そもそも人類に、なぜ体脂肪がつくのか。これは数百万年の人類の歴史で培われた、飢餓に備える最強の生存戦略。このことは人類に限らず、冬眠する動物も同様です。冬眠前に木の実をたくさん食べて、体脂肪を蓄えて冬を越す熊がわかりやすい例。
人類はここ数十年で飽食の時代になりました。たった数十年で、です。人類進化数百万年からしたらもはや「点」レベルの出来事です。これが問題なのです。
たった数十年ではこの飽食に対応できる体には全く進化できず、食べ物が十分でない時代の体のままなのです。すなわち、効率よく体脂肪=エネルギーを蓄えられる個体こそ正義という体。これが、今では飢餓より肥満で死ぬ人の方が、圧倒的に多いというのが現実を作り出しているのです。
つまり体脂肪を落とすことは、我々の体の進化メカニズムから健康を考えた時にも、非常に理に適っていると言えるのです。

■糖質制限ダイエットは、あくまでも病人向けのもの
糖質制限は、3大栄養素のうち、糖質を敵視し、可能な限りゼロに近づけるダイエット法。我々はたんぱく質、脂質、糖質の3つからしかエネルギーを得ることができません。それなのにそのうちの1つを徹底排除していいのでしょうか。

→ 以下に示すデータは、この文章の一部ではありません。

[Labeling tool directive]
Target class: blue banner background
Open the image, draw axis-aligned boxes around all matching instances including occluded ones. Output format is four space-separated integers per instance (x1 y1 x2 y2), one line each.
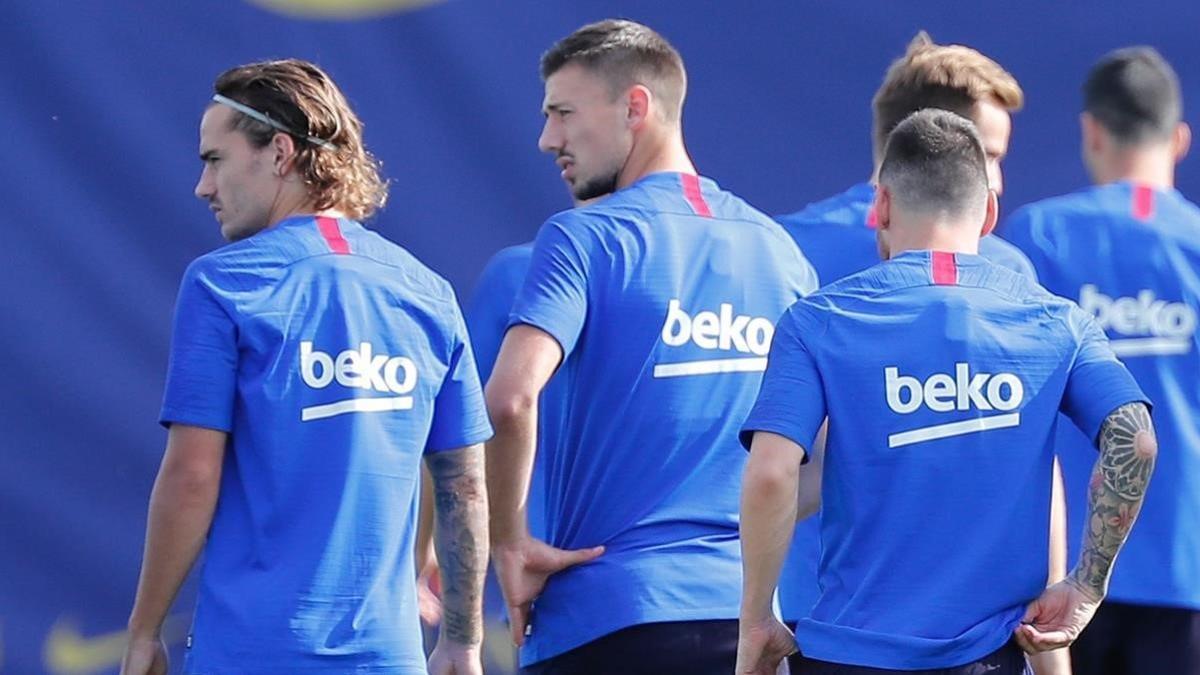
0 0 1200 674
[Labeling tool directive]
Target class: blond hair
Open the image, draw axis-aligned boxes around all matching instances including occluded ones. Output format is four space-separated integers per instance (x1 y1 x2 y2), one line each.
212 59 388 220
871 31 1025 156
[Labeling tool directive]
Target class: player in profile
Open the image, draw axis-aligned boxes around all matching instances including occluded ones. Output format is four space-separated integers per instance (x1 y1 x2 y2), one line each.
122 60 491 675
487 20 816 674
778 31 1068 675
737 109 1157 675
1004 47 1200 675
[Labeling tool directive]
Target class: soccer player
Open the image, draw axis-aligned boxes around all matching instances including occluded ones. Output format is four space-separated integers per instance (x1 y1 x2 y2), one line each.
122 60 491 675
737 109 1157 675
778 31 1033 283
1006 47 1200 675
486 20 816 674
778 31 1068 675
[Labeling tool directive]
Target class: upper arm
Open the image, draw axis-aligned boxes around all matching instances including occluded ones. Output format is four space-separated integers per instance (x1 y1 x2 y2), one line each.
160 265 238 431
502 221 590 356
740 307 826 456
1061 310 1150 443
162 424 229 488
487 324 563 418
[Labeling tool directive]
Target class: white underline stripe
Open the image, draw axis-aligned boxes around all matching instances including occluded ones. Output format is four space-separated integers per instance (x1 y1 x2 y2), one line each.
654 357 767 377
888 412 1021 448
1109 338 1192 357
300 396 413 422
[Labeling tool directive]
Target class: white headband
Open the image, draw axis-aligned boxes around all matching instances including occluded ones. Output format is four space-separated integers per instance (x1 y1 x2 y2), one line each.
212 94 337 150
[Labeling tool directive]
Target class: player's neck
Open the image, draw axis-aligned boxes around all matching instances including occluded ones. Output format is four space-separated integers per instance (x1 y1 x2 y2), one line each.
617 128 696 190
888 225 979 257
1092 148 1175 190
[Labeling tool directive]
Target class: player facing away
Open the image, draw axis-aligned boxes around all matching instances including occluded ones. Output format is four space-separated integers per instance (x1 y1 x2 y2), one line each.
122 60 491 675
779 32 1067 675
738 109 1157 675
1004 47 1200 675
487 20 816 674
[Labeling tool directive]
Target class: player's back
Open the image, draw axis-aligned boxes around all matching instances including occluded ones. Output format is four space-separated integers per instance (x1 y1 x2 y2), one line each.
163 216 488 673
512 173 816 662
776 183 1037 285
777 251 1123 669
1004 183 1200 609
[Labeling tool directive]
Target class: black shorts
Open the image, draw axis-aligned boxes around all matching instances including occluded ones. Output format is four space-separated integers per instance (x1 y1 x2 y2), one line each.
521 620 738 675
1070 602 1200 675
787 640 1032 675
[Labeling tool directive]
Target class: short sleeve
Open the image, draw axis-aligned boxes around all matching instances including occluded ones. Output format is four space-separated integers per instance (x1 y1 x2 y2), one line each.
508 220 589 358
738 305 826 461
467 246 529 382
1061 309 1150 443
158 263 238 432
425 298 492 453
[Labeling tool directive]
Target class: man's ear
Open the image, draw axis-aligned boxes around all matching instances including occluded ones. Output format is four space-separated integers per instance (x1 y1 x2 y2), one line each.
625 84 654 131
271 133 296 177
979 190 1000 238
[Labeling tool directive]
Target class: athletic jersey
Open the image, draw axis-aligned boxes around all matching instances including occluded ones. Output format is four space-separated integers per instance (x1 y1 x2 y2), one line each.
510 173 816 665
161 216 491 674
776 183 1037 621
776 183 1037 283
467 243 564 539
1006 183 1200 609
742 251 1145 670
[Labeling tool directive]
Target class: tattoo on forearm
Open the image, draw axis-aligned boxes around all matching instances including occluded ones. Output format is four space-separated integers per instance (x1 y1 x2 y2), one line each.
426 446 487 645
1072 404 1158 598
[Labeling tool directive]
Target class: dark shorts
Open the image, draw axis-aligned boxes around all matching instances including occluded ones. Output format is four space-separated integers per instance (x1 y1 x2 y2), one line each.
521 620 738 675
787 640 1032 675
1070 602 1200 675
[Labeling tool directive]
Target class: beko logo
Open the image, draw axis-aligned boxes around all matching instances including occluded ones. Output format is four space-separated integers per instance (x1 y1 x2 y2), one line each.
654 299 775 377
1079 283 1196 357
300 341 416 422
883 363 1025 448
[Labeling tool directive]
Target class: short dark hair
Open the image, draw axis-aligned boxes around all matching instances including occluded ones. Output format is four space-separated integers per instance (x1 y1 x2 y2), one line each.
1084 47 1183 145
871 31 1025 156
541 19 688 121
212 59 388 220
880 108 988 215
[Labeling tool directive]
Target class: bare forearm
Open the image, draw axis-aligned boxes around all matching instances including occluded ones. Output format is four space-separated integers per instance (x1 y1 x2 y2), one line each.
740 444 799 621
1070 404 1158 599
130 464 220 635
487 401 538 545
426 446 487 645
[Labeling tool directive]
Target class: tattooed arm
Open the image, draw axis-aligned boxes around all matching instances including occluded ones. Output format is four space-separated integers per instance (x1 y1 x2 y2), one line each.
425 444 487 673
1016 402 1158 652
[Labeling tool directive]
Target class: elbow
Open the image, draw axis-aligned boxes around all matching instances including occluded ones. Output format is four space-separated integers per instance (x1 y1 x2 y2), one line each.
484 381 538 431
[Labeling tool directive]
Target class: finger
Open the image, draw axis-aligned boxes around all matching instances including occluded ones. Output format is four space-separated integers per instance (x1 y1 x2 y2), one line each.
558 546 604 569
509 604 529 647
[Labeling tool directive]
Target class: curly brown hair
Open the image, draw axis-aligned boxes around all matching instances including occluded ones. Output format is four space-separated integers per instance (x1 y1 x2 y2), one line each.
212 59 388 220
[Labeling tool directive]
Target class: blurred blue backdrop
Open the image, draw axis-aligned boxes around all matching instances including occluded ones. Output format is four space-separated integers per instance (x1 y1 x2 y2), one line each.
0 0 1200 674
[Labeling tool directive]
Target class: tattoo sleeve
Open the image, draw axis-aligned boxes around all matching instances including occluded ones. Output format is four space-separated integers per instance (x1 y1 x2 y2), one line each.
1070 402 1158 599
425 446 487 645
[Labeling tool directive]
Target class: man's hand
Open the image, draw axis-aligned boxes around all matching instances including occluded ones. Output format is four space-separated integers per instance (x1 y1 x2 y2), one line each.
428 639 484 675
121 637 168 675
1014 577 1100 653
734 616 796 675
492 537 604 646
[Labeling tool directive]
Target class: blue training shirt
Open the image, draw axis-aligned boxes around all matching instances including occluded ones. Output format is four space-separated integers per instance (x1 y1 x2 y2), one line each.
467 241 564 539
1004 183 1200 610
775 183 1037 622
742 251 1145 670
161 216 492 675
510 173 816 665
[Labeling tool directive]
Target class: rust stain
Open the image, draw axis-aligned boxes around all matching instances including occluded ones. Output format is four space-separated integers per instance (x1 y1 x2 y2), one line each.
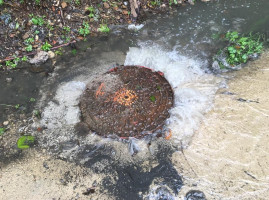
165 130 172 140
95 83 105 98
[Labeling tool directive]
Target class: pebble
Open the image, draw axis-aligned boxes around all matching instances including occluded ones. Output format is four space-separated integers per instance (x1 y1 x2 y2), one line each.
48 51 55 59
104 2 109 9
3 121 9 126
22 33 29 40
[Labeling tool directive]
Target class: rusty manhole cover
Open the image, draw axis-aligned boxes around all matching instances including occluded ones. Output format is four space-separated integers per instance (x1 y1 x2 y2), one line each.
80 66 174 138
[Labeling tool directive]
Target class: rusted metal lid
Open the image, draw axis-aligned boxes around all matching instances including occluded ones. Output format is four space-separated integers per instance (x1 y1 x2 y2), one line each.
80 66 174 138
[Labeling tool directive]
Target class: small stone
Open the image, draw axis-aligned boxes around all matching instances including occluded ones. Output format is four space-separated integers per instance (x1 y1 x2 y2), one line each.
3 121 9 126
48 51 55 59
104 2 109 9
122 10 128 15
61 2 67 8
6 78 12 83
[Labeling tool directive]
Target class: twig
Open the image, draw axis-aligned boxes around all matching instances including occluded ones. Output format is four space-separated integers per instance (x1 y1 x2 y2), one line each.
0 40 77 63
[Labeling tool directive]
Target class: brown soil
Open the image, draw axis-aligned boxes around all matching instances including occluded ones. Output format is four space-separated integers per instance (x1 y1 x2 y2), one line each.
80 66 174 138
0 0 189 65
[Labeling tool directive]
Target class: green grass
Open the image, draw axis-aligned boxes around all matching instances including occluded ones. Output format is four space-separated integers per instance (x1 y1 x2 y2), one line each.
41 41 52 51
17 135 35 149
0 127 6 136
31 15 45 26
225 31 263 65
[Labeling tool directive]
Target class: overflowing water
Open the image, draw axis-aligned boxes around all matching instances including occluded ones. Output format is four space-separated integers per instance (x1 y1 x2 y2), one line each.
3 0 269 199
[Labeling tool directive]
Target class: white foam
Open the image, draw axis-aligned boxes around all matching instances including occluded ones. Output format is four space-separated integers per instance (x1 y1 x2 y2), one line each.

生命は数十億年、その延長線上として人類は数百万年、炭水化物を重要な栄養素、そしてエネルギーとして摂取して活用してきました。それを極端に排除することは、体に何か大きな負担をかけることになると懸念されます。
糖質制限は糖尿病患者向けの食事療法としては有効です。しかしこれはあくまで病気という身体のメカニズムが正常範囲から逸脱してしまった非常事態への対応策であり、一般人が安易に手出しするものではありません。
除脂肪は、その点で糖質制限とは大きく違います。脂肪を排除するのではなく、厚生労働省が発表する適正量にしていきましょうというものです。健康を保ちつつ、脂質過多で肥満に陥ったり生活習慣病になることも予防できます。
それほど太る印象がない食品の中にも脂質が高いものは数々あります。商品に添付された成分表示の脂質を確認して、脂質が高ければ、別の好きなものに置き換えるだけ。これならストレスなく続けることが可能です。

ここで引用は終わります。